Das Landschafts- und Stadtbild wird sich gegenüber dem Bestand verändern. Die bisherige Sportfläche wird stärker bestimmt durch eine neue mehrgeschossige Bebauung mit urbanem Charakter. Eine stärkere Durchmischung aus Bebauung, Grünflächen und Sportanlagen fördert einen vermittelnden Siedlungsrand zwischen der Großwohnsiedlung und den nördlich gelegenen Grünflächen. Flächen zum Anpflanzen von Bäumen und Sträuchern bzw. teilweise für die Erhaltung von Bäumen und Sträuchern und Maßnahmen zur Durch- und Begrünung erfüllen wesentliche Funktionen zur Einbindung der Bebauung in das Umfeld und können die negativen Beeinträchtigungen des Landschaftsbildes mindern. Das Landschaftsbild wird im Plangebiet entsprechend den planerischen Vorgaben neugestaltet.
Das Schutzgut Kultur- und sonstige Sachgüter ist durch die geplante Bebauung nicht betroffen. Denkmäler oder Bodendenkmäler sind im Plangebiet und angrenzend nicht vorhanden.
Die Eingriffsregelung wurde angewandt. Nach § 1a Absatz 3 Satz 6 BauGB ist ein Ausgleich nicht erforderlich, soweit die Eingriffe bereits vor der planerischen Entscheidung erfolgt sind oder zulässig waren; daher erfolgt die Gegenüberstellung im Grundsatz auf Basis des bisherigen und des neuen Planungsrechtes. Im Vergleich zum bisherigen Planungsrecht ergeben sich durch die Umsetzung des neuen Bebauungsplans einschließlich der festgesetzten Vermeidungs- und Minderungsmaßnahmen keine erheblichen Beeinträchtigungen, die über das bereits planungsrechtlich zulässige Maß hinausgehen. Externe Ausgleichsflächen sind nicht erforderlich.

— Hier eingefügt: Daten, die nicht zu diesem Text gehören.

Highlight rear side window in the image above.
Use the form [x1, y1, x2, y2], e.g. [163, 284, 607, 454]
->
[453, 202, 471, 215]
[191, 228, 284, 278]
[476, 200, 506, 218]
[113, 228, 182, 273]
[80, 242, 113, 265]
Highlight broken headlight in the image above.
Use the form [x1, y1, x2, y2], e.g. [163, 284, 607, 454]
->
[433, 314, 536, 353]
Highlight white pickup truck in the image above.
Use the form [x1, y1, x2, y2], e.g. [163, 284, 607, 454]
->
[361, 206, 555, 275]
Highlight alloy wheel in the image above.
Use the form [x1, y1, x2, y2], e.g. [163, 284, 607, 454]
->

Planungsalternativen wurden im Rahmen eines städtebaulich-freiraumplanerischen Wettbewerbsverfahrens geprüft. Hinsichtlich ihrer Umweltauswirkungen wären durch die Realisierung der geprüften Varianten keine wesentlich unterschiedlichen Auswirkungen zu erwarten.
Zum Monitoring erfolgt die Überwachung im Rahmen von fachgesetzlichen Verpflichtungen zur Umweltüberwachung nach Wasserhaushalts-, Bundes-Immissionsschutz- (Luftqualität, Lärm), Bundesbodenschutz- (Altlasten), Bundesnaturschutzgesetz (Umweltbeobachtung) sowie weiterer gesetzlicher und untergesetzlicher Regelungen. Damit sollen unvorhergesehene erhebliche nachteilige Umweltauswirkungen, die infolge der Planrealisierung auftreten, erkannt werden. Weitergehende Maßnahmen zum Monitoring sind nicht vorgesehen.